The paintings expand the artist’s ongoing explorations of materiality, abstraction, color, and form, which were at the heart of her previous solo shows with the gallery: Wild Braid (2023) and The Absolute Trick (2021).
Stocki’s process-based paintings explore the interwoven nature of creation and destruction, beauty and decay. These dualities find their corollary in her deconstruction and reassembly of textile materials. Stocki references assemblage, Abstract Expressionism, craft traditions, and Color Field painting as she manipulates her central forms and their surrounds. Braids, taking their cue from poet Stanley Kunitz’s “wild braid of creation,” are a recurring motif throughout Stocki’s recent work; in her new series, the artist wraps her tondos with plaited canvas and painted denim.
In a 2023 review of Stocki’s work for the journal AEQAI, Joshua Beckelhimer wrote: “Stocki highlights the vexed relationships between nature, bodies, and power by deceptively organizing them.” The artist’s titles and hues connote earth and sky, ice and bog, while her forms betray the very physical, human endeavors of their making and unmaking: painting, tearing, wrapping, braiding, and tying.
For the artist, canvas, linen, and velvet are skins that can be stretched and manipulated. Wound and stretched around the frame of the tondo, the canvas skin extends and expands the life of the painting. The Shelter, for example, is divided into four quadrants with references to the four seasons and the four “humors” of medieval understandings of the body. The central “X” symbol is employed as both a warning and reminder of the mortality imbued within the beauty of the work.

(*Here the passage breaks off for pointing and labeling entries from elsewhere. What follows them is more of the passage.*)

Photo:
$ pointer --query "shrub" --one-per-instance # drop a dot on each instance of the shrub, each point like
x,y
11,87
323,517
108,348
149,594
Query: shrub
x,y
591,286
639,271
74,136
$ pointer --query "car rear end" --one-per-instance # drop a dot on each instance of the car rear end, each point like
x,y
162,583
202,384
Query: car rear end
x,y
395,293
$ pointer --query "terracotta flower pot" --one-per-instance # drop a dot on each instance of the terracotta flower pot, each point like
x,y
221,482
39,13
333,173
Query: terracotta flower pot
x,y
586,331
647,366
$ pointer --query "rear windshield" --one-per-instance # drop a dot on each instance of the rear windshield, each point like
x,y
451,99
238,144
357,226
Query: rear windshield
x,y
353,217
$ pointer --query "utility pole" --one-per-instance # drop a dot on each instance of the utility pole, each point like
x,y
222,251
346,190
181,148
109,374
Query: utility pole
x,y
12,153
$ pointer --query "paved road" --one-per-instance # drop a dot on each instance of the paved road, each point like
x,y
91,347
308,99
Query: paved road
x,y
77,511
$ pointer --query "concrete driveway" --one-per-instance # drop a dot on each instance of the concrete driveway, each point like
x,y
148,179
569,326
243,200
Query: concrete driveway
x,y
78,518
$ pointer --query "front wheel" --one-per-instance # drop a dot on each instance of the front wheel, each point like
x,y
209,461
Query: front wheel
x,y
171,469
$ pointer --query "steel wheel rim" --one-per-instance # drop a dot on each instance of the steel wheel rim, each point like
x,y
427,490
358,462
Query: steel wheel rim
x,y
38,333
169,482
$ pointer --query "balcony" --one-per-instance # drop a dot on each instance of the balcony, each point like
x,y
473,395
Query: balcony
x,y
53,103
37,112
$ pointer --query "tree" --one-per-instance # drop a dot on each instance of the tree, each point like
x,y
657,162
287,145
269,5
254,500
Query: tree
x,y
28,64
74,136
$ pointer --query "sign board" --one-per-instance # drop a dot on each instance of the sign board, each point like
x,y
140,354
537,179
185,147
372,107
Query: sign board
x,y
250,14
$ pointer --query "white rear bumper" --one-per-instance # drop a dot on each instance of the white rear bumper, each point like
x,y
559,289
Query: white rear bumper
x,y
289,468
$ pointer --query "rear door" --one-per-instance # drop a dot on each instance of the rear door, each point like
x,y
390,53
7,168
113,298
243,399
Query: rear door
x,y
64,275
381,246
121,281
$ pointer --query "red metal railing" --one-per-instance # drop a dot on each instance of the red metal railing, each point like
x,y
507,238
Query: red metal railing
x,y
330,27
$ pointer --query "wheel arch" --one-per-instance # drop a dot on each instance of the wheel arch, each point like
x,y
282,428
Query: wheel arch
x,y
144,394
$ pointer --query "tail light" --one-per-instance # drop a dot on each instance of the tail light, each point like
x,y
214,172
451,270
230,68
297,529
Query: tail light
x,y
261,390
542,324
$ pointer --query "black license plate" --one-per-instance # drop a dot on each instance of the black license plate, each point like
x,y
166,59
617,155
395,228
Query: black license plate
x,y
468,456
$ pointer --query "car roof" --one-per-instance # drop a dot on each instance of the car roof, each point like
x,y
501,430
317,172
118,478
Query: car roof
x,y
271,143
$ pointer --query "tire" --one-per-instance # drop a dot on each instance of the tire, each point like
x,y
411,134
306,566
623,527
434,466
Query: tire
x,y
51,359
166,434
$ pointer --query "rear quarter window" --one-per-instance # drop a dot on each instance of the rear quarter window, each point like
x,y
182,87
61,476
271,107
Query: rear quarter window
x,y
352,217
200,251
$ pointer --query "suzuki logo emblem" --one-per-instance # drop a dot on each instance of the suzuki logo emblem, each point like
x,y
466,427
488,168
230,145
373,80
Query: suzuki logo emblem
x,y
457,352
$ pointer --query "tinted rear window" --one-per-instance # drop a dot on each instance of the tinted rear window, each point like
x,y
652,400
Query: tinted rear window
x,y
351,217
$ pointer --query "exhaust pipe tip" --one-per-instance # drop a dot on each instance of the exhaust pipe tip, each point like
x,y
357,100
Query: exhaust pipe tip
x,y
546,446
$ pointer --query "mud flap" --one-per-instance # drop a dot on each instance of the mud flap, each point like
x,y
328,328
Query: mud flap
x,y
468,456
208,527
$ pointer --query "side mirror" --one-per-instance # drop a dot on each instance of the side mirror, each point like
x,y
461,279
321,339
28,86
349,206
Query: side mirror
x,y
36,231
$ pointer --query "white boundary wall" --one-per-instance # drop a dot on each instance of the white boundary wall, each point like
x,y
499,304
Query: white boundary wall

When two disparate materials meet in Stocki’s paintings, puckering and tension results. This is especially evident in the sole square work in the new series: In Spinal, velvet strains as it meets the central “spine” of the painting. Tight stitching and loose threads coalesce as the artist herself negotiates between painterly control and release.
Elaine Stocki (b. 1979, Winnipeg, Canada) holds degrees in both Chemistry and Fine Art from the University of Manitoba and an MFA from Yale University. She has exhibited at Art Gallery of Ontario (AGO), Toronto, Canada; Deutsche Guggenheim, Berlin, Germany; Night Gallery, Los Angeles, CA; Cadet Capela, Paris, France; Nicelle Beauchene Gallery, New York, NY; the Philadelphia Museum of Art, Philadelphia, PA; and Thomas Erben Gallery, New York, NY, among others. Her work has been reviewed in Border Crossings Magazine, The New Yorker, The New York Times, and others. In 2019, Stocki's first monograph was published by SKIRA Paris on the occasion of a ten year survey of her work at the Canadian Cultural Centre, Paris, France. Her work is included in the permanent collections of the Los Angeles County Museum of Art (LACMA), Los Angeles, CA and the Philadelphia Museum of Art, Philadelphia, PA. She is a 2023-4 Sharpe-Walentas Studio Program Awardee, New York, NY. Stocki lives and works in Los Angeles, CA.